The complete remains of both species are frequently recovered from Pleistocene caves throughout North America, providing much insight into their lives. Given the diurnal nature of today’s peccaries, these caves were most likely used as communal night-time shelters in which individuals would occasionally die of natural causes or be killed by predators. Some baboon troops in Africa will utilize caves in the same way. The presence of Jaguar (Panthera onca) inside many of these peccary caves suggests that, as in modern ecosystems, the fossil peccaries were a favoured prey item for the big cat.
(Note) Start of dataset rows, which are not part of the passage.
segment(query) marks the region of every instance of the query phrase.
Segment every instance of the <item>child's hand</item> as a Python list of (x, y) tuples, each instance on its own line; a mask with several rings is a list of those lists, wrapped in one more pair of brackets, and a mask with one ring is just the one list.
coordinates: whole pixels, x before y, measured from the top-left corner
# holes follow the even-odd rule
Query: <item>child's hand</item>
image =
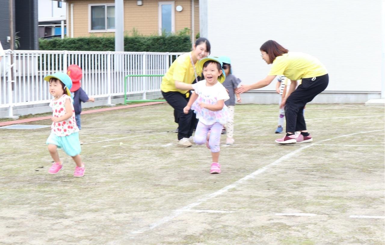
[(191, 109), (191, 106), (186, 106), (184, 108), (183, 108), (183, 113), (185, 114), (188, 113), (190, 109)]
[(52, 118), (51, 119), (51, 121), (54, 122), (59, 122), (60, 121), (60, 120), (59, 119), (59, 118), (55, 116), (52, 117)]

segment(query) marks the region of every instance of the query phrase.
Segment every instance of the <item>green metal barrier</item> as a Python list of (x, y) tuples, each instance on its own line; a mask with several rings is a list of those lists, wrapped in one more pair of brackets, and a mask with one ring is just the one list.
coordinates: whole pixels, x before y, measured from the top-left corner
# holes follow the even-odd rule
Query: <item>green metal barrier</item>
[(154, 77), (154, 76), (163, 76), (164, 75), (127, 75), (124, 77), (124, 104), (126, 104), (127, 103), (129, 102), (153, 102), (155, 101), (165, 101), (164, 99), (146, 99), (146, 91), (143, 92), (143, 99), (142, 99), (137, 100), (130, 100), (127, 99), (127, 79), (129, 77), (134, 76), (144, 76), (144, 77)]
Long-nosed Peccary fossils tend to be rarer than those of Flat-headed Peccaries, suggesting that the former lived in smaller social groups while the latter lived in larger communities.
Human artefacts have also been found alongside the peccary fossils at Sheridan Cave in Ohio. This suggests that humans and peccaries were, at times, utilizing the same caves or even competed directly for shelter. Though the relationship that humans may have had with the peccaries is unclear, Pleistocene peccaries would have been well-known to early Americans and these people may have recognized that they shared many traits in common. Like them, these were intensely social, diurnal animals that formed monogamous pairs.